In a November 2017 decision out of the United States District Court for the Western District of North Carolina, the Court held that an insurer has no duty to defend or indemnify its insured when the policy’s statutory violation exclusions precluded coverage for the underlying actions. Hartford Casualty Insurance Co. v. Ted A. Greve & Associates, P.A., et al., No. 17-183, 2017 WL 5557669.
The two underlying actions, Hatch, et al. v. DeMayo, et. al., No. 1:16-cv-925 and Garey, et al. v. James S. Farrin, P.C., et al., No. 1:16-cv-542, are putative class actions asserting a single cause of action against Greve for violation of the federal Driver’s Privacy Protection Act (DPPA). Plaintiffs in the underlying actions were involved in motor vehicle accidents. Upon receipt of advertisements for legal services, the underlying plaintiffs learned that Greve had obtained the publicly available accident reports and disclosed their personal information in generating the ads. Plaintiffs sued Greve claiming that the disclosure of the information was an invasion of their privacy.

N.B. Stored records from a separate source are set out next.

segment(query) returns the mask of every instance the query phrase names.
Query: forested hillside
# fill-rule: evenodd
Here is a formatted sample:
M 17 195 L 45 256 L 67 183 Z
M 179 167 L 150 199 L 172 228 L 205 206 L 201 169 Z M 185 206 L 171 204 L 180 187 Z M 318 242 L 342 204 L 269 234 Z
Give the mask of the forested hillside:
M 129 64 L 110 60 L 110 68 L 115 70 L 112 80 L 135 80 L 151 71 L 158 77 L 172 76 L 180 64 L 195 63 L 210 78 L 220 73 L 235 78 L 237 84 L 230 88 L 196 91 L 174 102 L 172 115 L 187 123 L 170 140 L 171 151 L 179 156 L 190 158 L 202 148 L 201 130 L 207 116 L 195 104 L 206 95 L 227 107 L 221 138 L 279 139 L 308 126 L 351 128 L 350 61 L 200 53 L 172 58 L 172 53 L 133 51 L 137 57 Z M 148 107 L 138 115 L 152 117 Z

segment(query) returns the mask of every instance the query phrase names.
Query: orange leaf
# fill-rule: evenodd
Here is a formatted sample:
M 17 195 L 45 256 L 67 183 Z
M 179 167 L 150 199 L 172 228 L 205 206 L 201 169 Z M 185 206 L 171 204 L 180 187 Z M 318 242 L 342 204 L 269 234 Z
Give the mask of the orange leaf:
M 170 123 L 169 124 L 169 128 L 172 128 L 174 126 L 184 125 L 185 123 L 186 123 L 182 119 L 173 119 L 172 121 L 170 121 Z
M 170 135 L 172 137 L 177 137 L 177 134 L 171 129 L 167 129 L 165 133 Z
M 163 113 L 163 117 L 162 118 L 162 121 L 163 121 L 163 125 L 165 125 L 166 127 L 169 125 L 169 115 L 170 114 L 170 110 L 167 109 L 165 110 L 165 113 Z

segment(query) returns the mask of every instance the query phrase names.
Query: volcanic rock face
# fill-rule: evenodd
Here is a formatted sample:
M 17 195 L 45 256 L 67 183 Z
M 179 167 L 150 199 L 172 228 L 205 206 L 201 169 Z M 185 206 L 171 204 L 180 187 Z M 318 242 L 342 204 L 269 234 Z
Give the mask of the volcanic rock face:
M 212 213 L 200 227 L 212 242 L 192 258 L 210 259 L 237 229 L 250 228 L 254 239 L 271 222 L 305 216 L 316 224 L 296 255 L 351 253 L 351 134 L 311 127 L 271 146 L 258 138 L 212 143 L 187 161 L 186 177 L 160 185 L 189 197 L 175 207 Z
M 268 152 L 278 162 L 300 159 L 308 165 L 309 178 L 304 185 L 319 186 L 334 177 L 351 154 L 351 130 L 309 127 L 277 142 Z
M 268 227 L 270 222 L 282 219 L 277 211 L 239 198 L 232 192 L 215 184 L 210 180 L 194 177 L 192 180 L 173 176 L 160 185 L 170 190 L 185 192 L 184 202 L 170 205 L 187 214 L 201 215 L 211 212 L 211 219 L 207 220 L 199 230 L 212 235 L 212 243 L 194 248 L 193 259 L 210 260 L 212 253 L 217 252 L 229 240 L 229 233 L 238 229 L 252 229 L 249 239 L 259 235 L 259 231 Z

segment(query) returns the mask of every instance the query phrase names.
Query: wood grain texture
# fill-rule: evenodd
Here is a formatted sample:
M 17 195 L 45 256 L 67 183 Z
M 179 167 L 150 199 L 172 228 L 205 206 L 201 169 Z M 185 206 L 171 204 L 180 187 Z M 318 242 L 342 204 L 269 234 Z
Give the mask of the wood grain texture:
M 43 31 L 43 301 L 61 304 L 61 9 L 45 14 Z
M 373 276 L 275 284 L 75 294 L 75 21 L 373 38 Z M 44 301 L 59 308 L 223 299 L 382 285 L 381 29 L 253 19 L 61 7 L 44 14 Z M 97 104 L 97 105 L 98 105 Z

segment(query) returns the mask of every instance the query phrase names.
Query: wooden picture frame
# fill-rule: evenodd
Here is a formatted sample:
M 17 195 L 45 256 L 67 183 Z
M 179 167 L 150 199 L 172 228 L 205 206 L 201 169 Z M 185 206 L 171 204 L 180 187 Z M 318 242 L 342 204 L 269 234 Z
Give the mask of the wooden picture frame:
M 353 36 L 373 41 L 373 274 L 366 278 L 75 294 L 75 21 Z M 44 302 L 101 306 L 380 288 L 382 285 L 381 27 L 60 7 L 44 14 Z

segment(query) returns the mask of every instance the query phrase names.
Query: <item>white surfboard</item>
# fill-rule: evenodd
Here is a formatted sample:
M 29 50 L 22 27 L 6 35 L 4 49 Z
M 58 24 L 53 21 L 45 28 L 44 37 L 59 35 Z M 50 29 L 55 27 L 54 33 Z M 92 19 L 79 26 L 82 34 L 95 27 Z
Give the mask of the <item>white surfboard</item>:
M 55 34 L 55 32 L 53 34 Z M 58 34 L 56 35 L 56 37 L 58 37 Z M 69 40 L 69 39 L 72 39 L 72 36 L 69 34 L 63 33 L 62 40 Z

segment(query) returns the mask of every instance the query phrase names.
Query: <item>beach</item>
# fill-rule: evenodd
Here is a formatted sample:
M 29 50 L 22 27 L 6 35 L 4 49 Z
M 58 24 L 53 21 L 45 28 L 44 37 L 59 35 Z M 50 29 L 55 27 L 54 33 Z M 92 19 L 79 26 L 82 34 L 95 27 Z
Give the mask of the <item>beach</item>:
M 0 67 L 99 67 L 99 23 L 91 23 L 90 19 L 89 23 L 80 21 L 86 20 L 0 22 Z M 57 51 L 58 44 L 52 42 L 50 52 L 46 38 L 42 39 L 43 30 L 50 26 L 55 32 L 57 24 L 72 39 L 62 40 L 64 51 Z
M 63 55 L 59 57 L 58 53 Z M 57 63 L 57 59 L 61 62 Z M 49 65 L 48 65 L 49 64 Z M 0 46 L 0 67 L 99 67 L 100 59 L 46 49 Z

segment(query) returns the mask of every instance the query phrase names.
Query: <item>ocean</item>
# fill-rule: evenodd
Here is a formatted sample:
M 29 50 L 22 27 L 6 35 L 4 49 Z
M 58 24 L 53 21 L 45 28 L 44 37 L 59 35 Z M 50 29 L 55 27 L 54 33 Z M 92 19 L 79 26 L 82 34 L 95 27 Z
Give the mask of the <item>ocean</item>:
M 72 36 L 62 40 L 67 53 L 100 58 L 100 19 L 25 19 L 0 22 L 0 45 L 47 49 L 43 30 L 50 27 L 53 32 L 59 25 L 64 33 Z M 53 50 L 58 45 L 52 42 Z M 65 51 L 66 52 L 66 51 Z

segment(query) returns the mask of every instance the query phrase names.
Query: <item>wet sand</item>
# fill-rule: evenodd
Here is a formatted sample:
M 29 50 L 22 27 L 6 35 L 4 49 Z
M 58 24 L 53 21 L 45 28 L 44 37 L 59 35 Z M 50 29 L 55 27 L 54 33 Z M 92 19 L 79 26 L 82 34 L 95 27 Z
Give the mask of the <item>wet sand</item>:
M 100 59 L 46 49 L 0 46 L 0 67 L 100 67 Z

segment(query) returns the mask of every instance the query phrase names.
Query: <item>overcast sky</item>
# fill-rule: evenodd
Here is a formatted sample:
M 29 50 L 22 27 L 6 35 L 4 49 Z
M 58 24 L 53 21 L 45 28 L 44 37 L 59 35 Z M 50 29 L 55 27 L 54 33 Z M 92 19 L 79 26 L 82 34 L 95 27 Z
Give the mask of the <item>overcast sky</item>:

The insurer filed a declaratory judgment action seeking a declaration it had no duty to defend or indemnify Greve. The coverage at issue, “personal and advertising injury,” contains an exclusion for statutory violations. The Greve Court found that it was “abundantly clear” that plaintiffs in the underlying actions seek relief under a federal statute, the DPPA. Even though the policy exclusion provided an exception for “liability for damages that the insured would have in the absence of such state or federal act,” the Court held “the right to privacy at issue in the underlying actions was solely a creature of federal law, which defeats coverage under the plain language of this exclusion.” Because the statutory violation exclusion precluded any coverage under the policy, the insurer had no duty to defend or indemnify.